What is Glaucoma?
Glaucoma is a disease that occurs when there is an increase in the fluid pressure within the eye. If left untreated, over time this pressure causes irreversible damage to the optic nerve that can result in permanent vision loss. In fact, glaucoma is one of the leading causes of blindness in the United States.
In people with glaucoma, the fluid within the eye does not drain properly. This causes the pressure inside the eye to rise and can cause irreversible damage the optic nerve which is responsible for sending information to your brain that allows you to see. This pressure on the optic nerve causes irreversible damage to critical nerve tissue.

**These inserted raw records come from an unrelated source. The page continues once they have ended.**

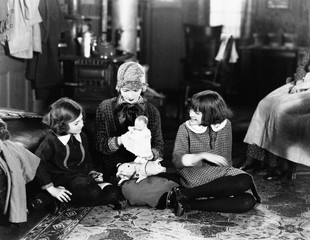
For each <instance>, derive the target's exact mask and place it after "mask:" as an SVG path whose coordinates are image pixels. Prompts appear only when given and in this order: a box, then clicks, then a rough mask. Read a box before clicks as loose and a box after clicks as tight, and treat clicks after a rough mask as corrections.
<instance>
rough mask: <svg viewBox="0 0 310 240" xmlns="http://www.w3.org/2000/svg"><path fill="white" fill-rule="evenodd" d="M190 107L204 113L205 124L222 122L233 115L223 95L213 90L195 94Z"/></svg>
mask: <svg viewBox="0 0 310 240" xmlns="http://www.w3.org/2000/svg"><path fill="white" fill-rule="evenodd" d="M190 109H192V110H193V111H199V112H201V113H202V119H201V124H202V125H203V126H209V125H211V124H217V123H221V122H223V121H224V120H225V119H229V118H231V117H232V115H233V113H232V111H231V110H230V109H229V108H228V106H227V105H226V103H225V101H224V99H223V98H222V97H221V95H220V94H218V93H217V92H215V91H211V90H205V91H202V92H199V93H196V94H194V95H193V97H192V98H191V101H190V103H189V110H190Z"/></svg>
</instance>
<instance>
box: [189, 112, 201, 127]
mask: <svg viewBox="0 0 310 240" xmlns="http://www.w3.org/2000/svg"><path fill="white" fill-rule="evenodd" d="M189 117H190V120H189V123H190V125H191V126H197V125H201V119H202V112H199V111H194V110H193V109H190V110H189Z"/></svg>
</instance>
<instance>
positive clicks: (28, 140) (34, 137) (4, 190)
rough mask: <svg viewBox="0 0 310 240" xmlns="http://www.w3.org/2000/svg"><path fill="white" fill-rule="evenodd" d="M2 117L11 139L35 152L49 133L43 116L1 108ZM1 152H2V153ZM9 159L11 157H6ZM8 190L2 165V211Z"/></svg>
mask: <svg viewBox="0 0 310 240" xmlns="http://www.w3.org/2000/svg"><path fill="white" fill-rule="evenodd" d="M0 118H1V119H2V120H4V121H5V122H6V123H7V127H8V130H9V132H10V134H11V137H10V140H12V141H15V142H19V143H21V144H22V145H23V146H24V147H25V148H27V149H28V150H30V151H31V152H34V151H35V150H36V148H37V147H38V146H39V144H40V142H41V141H42V140H43V138H44V136H45V135H46V134H47V131H48V128H47V126H46V125H44V124H43V123H42V116H40V115H38V114H36V113H32V112H26V111H20V110H15V109H7V108H0ZM0 154H1V153H0ZM5 160H6V161H9V159H5ZM6 191H7V177H6V175H5V174H4V171H3V169H2V168H1V167H0V210H1V212H2V209H3V206H4V201H5V197H6Z"/></svg>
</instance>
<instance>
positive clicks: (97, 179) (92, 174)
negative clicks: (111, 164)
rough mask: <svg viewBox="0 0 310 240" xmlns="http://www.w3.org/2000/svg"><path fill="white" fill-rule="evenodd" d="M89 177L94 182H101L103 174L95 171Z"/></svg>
mask: <svg viewBox="0 0 310 240" xmlns="http://www.w3.org/2000/svg"><path fill="white" fill-rule="evenodd" d="M89 176H90V177H91V178H92V179H94V180H95V181H96V182H103V173H101V172H97V171H91V172H90V173H89Z"/></svg>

There are several types of glaucoma, but the most common is chronic open-angle glaucoma. In this condition, the pressure builds up slowly over time, so you may not be aware of the problem until your optic nerve is already damaged. At first, vision remains normal. As the pressure continues to damage the optic nerve, patients may notice a loss or blurring of their side vision. If left untreated, the field of vision continues to narrow more and more, leading to eventual blindness.
Know If You Are At Risk
Glaucoma affects as many as 4 million Americans, or 2% of all adults over the age of 40. Unfortunately, many people with glaucoma don’t even know they have it. That is because there are no symptoms in the early stages of the condition. However, glaucoma can be easily diagnosed by your eye care physician and treated to prevent optic nerve damage. That is why we recommend regular eye examinations for all people over the age of 40.
While anyone can get glaucoma, some people are at an increased risk of developing this disease. These include:
- Age, the older you get the greater the risk
- People with high blood pressure
- People with a family history of glaucoma
- Those who have suffered an eye injury
- African Americans, who are five times more likely to develop glaucoma
Center For Sight is the leader in bringing our patients the latest advances for the treatment of glaucoma. While there is no cure for the disorder, effective treatments are available that can control the pressure within the eye and prevent vision loss.
- Medications – A variety of different eye drops and oral medications are used to control glaucoma. However, some of these drugs may stop working over time, or they may cause unpleasant side effects. When a problem occurs, your physician may try a different medication or discuss other treatment options.
- Laser therapy Selective Laser Trabeculoplasty (SLT) – Used to treat open angle glaucoma. The SLT uses short pulses of energy to target the trabecular meshwork to reduce intraocular pressure that can damage the optic nerve. SLT does not cause any scarring of the trabecular network and therefore, is a repeatable procedure.
- Minimally Invasive Glaucoma Surgery (MIGS) – A stent (iStent) can be placed at the time of cataract surgery for those with mild to moderate glaucoma. This stent allows fluid to bypass the normal drainage system of the eye — thus lowering the pressure. There are no additional risks with the stent. More of these MIGS procedures will be available in the future and Center For Sight continues to be involved in these clinical studies.
- Trabeculectomy – A drain is created with the patient’s own tissue to bypass the natural system. This procedure is usually reserved for patients with more advanced glaucoma disease. It is performed on an outpatient basis in Center For Sight’s fully accredited Surgery Center.
- Tube Implants – Silicone tubes are implanted around the eye to drain the fluid which helps keep the pressure down.